Wednesday 16 February 2011

A hairy aside

A few years ago I grew a beard on a whim. My partner did not like it one little bit. Over a holiday break with my brother's family, my Nephew and Nieces voted, 2 to 1 in favour, of me shaving it off. In December 2010 I agreed to join my (male) 3rd year students in a sponsored beard growing frenzy to raise money for their degree show. We each drew a style of beard out of a hat. Mine was somewhat vaguely titled "The Artist". Blindly I carried on, stumbling over who to grow the beard in the style of; Cezanne (Bushy, but impressive), da Vinci, Titian, Manet, Monet (ditto), Van Gough (too orange), Toulouse Lautrec (Close to being the one), Brian from Spaced (too comedy), Baldessari (If only) and so on. Meanwhile each day I have actually looked more and more like Mr Twit from Roald Dahl's childhood favourite book and each day I have become more undecided as to what artist I should be. 
My students have finished with their beards and have collected their sponsorship money. Then on Monday, whilst taking a first year drawing class I run, it hit me, rather than me growing my beard in the style of a famous artist, I would grow the beard as an artist and get my students to draw me with the beard.
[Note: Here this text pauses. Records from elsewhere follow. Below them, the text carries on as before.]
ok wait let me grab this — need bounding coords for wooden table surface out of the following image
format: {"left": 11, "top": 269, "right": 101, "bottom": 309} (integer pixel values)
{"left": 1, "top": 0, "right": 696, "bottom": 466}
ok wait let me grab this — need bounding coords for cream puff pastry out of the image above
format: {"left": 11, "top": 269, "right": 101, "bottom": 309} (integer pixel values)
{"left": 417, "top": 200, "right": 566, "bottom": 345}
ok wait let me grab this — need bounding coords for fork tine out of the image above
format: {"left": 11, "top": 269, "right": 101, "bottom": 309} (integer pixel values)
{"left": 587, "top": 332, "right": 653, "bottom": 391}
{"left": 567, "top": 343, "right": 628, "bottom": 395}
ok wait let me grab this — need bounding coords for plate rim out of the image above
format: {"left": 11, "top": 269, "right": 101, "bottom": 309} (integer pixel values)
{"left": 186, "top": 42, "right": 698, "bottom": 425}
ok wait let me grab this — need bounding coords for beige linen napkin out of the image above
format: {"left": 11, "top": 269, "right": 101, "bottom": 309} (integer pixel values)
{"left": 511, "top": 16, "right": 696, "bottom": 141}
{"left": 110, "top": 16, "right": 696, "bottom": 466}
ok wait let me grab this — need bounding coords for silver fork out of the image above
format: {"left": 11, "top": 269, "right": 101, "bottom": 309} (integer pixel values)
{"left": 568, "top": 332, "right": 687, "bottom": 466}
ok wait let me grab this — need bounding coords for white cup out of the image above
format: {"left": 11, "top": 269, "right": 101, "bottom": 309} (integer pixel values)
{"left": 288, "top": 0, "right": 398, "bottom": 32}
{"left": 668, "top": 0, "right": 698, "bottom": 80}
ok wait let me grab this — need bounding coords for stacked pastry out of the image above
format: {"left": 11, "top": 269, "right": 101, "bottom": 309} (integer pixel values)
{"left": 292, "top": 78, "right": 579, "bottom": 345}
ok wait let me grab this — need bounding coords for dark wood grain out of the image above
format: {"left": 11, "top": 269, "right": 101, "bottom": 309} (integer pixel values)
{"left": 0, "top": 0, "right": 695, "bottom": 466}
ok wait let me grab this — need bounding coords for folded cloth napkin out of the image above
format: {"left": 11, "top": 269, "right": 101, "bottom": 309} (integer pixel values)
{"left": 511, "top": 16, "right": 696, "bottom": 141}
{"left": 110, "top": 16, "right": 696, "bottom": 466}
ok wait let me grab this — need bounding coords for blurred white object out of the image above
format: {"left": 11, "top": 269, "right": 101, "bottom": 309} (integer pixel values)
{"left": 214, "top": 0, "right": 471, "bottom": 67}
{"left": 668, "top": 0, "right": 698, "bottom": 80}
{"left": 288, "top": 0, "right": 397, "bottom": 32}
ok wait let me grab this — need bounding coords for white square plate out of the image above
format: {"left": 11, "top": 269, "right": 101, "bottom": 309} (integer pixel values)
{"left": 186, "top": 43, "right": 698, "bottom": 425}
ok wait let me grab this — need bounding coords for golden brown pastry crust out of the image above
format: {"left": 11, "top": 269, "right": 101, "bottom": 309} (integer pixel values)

So using the old nugget of the pencil on the end of a long stick I asked them to draw me in 10 minutes, here are the results, akin perhaps to Roman Ondák's self portraits. I then asked them to do more normal activities of my drawing classes like tying pens to trees and so on.
I have also asked my partner to draw me and to sponsor my beard/beard shaving off before I will get rid of it. She has done the drawing (spot hers below). However, before she pays up I shall ask one person a day to draw me with a beard. I imagine this will not last for long, she hates it more this time than before. 
An aside or a thought, I wonder if my first year students will remember that I grew a Sponsored beard to raise money for the current graduating students degree show and will I be asked in a couple of years time again? Will the biennial beard continue?













Saturday 12 February 2011

UnMasterclass 7



"You see, painting has now become, or all art has now become completely a game, by which man distracts himself. What is fascinating actually is, that it's going to become much more difficult for the artist, because he must really deepen the game to become any good at all."
Francis Bacon

"You could say that I have no inspiration, that I only need to paint."
Francis Bacon


Here at UnMasterclass we are not really into deepening our game and inspiration is often in short supply, which is perhaps goes some way as to explaining why the paintings come out as they do. One of the big guns of the 20th Century comes under the UnMasterclass watchful eye this week and ends up not looking too far away from the postcard the copy was painted from and a million light years away from the Bacon original. So have a look at the latest UnMasterclass here - http://vimeo.com/19872705 - and then pop along to good old Tate Britain to goggle at the original.

Friday 4 February 2011

UnMasterclass 6

A couple of years ago I recommended a student to visit the Glenn Brown exhibition that was on at Tate Liverpool at the time. A couple of weeks later I had a tutorial with the same student and she mentioned how much she had enjoyed the exhibition and that she loved his work and brought out the exhibition booklet to draw my attention to the painting that had most inspired her Brown's The Day the World Turned Auerbach. I was somewhat surprised to learn that what she loved most of all was the thick impasto paintwork, the sumptuous ooze and materiality of the paint. I let her carry on for several minutes like this. I questioned her again as to whether she had in fact been to the show, which she assured me she had. I then asked to read a little bit about Glenn Brown in the booklet she had brought with her. I thought what gall to say she had been to an exhibition she had clearly not been too and  to not even read about an artist that she had earlier said was deeply influential to her work.
It also made me think how interesting it might be to purposely completely miss the point of paintings. the seeds of UnMasterclass was born.
The latest painting is a pretty poor copy more George Condo, than Sofonisba Anguissola.